At this point, a Render Component registers with a Feature Processor and before handing an index to the Render Component, the Feature Processor creates corresponding Draw Items and Draw Packets. A Draw Item contains the data necessary to render one object in a single pass. In some cases, it’s necessary to render one object in multiple passes. For example, opaque objects should be rendered in the pre-depth, shadow, and forward passes. When rendering an object in multiple passes, a different Draw Item is rendered for each pass. This collection of Draw Items that pertain to a single object is called a Draw Packet. A single mesh might create several Draw Packets (such as LODs or multiple submeshes with different materials). Draw Packets can be recreated if the object swaps shaders or materials. However, since this is not a per-frame update, it is more common that shader and material updates are taken care of by updating and recompiling a Shader Resource Group (SRG).

Developers writing a new feature must implement their own versions of that feature’s Feature Processor and Render Component. Although Draw Items and Draw Packets are universal and apply to all Feature Processors, how Feature Processors create them may vary.

Example (continued): When an animated mesh Render Component is created, it first registers with the animated mesh Feature Processor. Then, it creates corresponding Draw Packets and Draw Items and hands back a unique, identifying index to the Render Component.

Draw Items → Views, Draw Lists

When Draw Items are ready to be rendered, they need to be filtered first into Views and then into Draw Lists. At this point, Render Components have updated the Feature Processors and the Feature Processors must now hand their Draw Packets over to the Views. Views represent a perspective from which the Draw Item should be rendered. For example, most objects will be seen through the main view and objects with shadows must also be seen through a shadow view. Draw Lists represents which pass or passes a Draw Item will be rendered in. To find out which views the Feature Processor needs to talk to, it queries Views from the Scene using a View List Tag. Each View culls the Draw Packet using both spatial culling (frustum test) and a Draw List Mask. These masks filter out Draw Items and Draw Packets from Views that don’t have relevant Draw Lists. For example, the shadow View should cull out Draw Packets that don’t contain any shadow Draw Items.

When the Draw Packet is accepted to the View, its Draw Items are filtered in Draw Lists using a Draw List Context. A Draw List Context is a thread safe container that is used to accumulate Draw Items from multiple threads in Draw Lists.

Example (continued): The animated mesh Feature Processor will query main Views and shadow Views from the Scene and submit its Draw Packets to those Views.
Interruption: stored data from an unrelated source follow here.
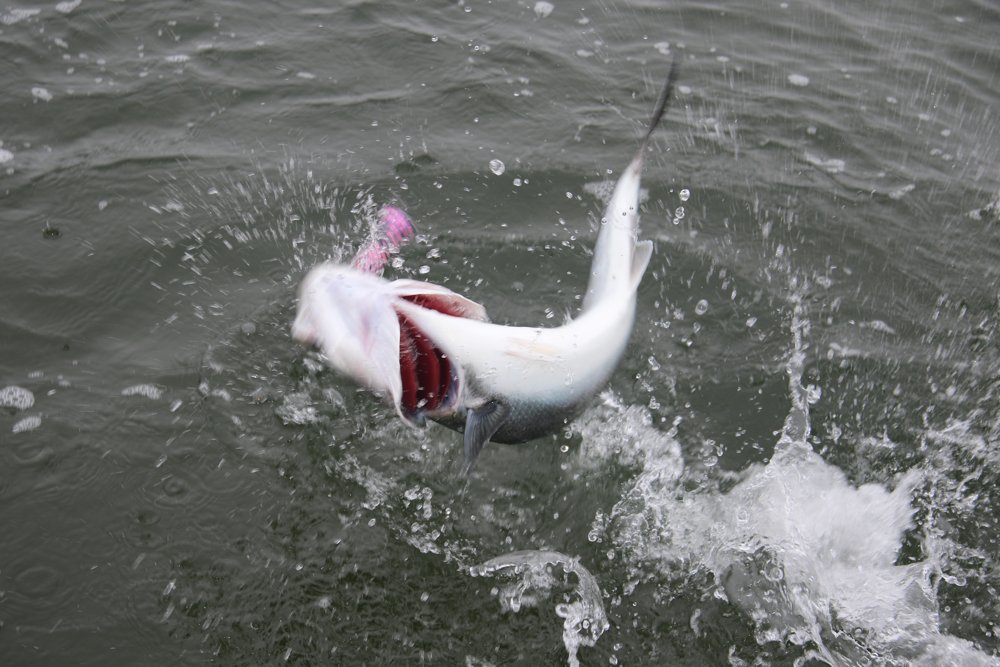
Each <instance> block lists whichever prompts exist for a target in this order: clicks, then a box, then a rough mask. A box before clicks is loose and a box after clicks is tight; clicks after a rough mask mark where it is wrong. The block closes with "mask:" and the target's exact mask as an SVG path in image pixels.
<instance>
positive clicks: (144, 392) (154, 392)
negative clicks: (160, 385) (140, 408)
mask: <svg viewBox="0 0 1000 667" xmlns="http://www.w3.org/2000/svg"><path fill="white" fill-rule="evenodd" d="M162 395H163V391H162V390H161V389H160V388H159V387H157V386H156V385H155V384H134V385H132V386H131V387H125V388H124V389H122V396H144V397H145V398H149V399H152V400H154V401H155V400H159V398H160V397H161V396H162Z"/></svg>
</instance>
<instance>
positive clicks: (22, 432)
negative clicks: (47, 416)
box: [10, 415, 42, 433]
mask: <svg viewBox="0 0 1000 667" xmlns="http://www.w3.org/2000/svg"><path fill="white" fill-rule="evenodd" d="M41 425H42V418H41V417H39V416H38V415H31V416H29V417H25V418H24V419H21V420H18V421H17V422H15V423H14V426H13V427H11V429H10V430H11V432H12V433H27V432H28V431H34V430H35V429H36V428H38V427H39V426H41Z"/></svg>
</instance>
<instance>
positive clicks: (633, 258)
mask: <svg viewBox="0 0 1000 667" xmlns="http://www.w3.org/2000/svg"><path fill="white" fill-rule="evenodd" d="M652 256H653V242H652V241H649V240H646V241H639V242H638V243H636V244H635V253H634V254H633V255H632V271H631V272H630V274H629V282H630V283H631V286H632V289H633V290H636V289H638V288H639V283H640V282H641V281H642V276H643V274H644V273H646V267H647V266H649V258H650V257H652Z"/></svg>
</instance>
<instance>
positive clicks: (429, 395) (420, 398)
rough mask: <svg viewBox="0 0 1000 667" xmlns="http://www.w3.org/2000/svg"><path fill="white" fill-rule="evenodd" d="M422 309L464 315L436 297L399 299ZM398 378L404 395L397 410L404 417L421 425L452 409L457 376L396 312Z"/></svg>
mask: <svg viewBox="0 0 1000 667" xmlns="http://www.w3.org/2000/svg"><path fill="white" fill-rule="evenodd" d="M402 298H403V299H405V300H406V301H408V302H409V303H412V304H414V305H416V306H420V307H421V308H427V309H429V310H436V311H438V312H440V313H444V314H445V315H450V316H452V317H463V316H464V312H463V311H462V310H461V308H459V307H457V306H456V304H454V303H449V302H448V301H447V300H444V299H440V298H435V295H427V294H414V295H407V296H404V297H402ZM396 316H397V318H398V319H399V375H400V379H401V380H402V385H403V393H402V396H401V397H400V408H401V410H402V411H403V413H404V414H406V416H407V417H409V418H411V419H413V420H414V421H416V422H422V421H423V418H424V416H425V415H426V414H428V413H434V412H435V411H438V410H441V409H447V408H450V407H452V405H453V404H454V402H455V398H456V397H457V396H458V385H459V375H458V373H457V372H456V369H455V367H454V366H453V365H452V363H451V361H450V360H449V359H448V355H447V354H445V353H444V351H442V350H441V348H439V347H438V346H437V345H435V344H434V341H432V340H431V339H430V338H429V337H428V336H427V335H426V334H424V333H423V332H422V331H420V329H419V328H418V327H417V326H416V324H414V323H413V321H412V320H411V319H410V318H409V317H407V316H406V315H404V314H403V313H402V312H400V311H399V310H397V311H396Z"/></svg>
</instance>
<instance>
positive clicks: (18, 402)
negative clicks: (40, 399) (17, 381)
mask: <svg viewBox="0 0 1000 667" xmlns="http://www.w3.org/2000/svg"><path fill="white" fill-rule="evenodd" d="M34 404H35V395H34V394H33V393H31V391H30V390H28V389H25V388H24V387H17V386H15V385H11V386H9V387H4V388H3V389H0V408H14V409H15V410H27V409H28V408H30V407H31V406H32V405H34Z"/></svg>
The Views cull out Draw Packets using spatial culling and Draw List Masks, and then pass the Draw Packets to their Draw List Context. The Draw List Context takes the Draw Items from the Draw Packets and uses their Draw List Masks to filter them in Draw Lists. Shadow Draw Items will get filtered into the shadow Draw Lists inside the shadow Views. Pre-depth and forward Draw Items will get filtered into the pre-depth and forward Draw Lists inside the main Views.

Passes

A Pass is a group of render work that is responsible for rendering the Draw Lists. When a Pass renders, it queries Views from its Pipeline using a View List Tag. (A Pipeline is a container around Passes and Views.) It then queries those Views from the Draw Lists using a Draw List Tag.

Passes also create Scopes for the RHI backend. Scopes are similar to passes, except that they live in the RHI. When those Scopes get executed, Passes will take Draw Items from the Draw Lists they queries and submit them to an RHI Command List, a list of rendering commands. From there, the RHI finishes off the rendering of the frame.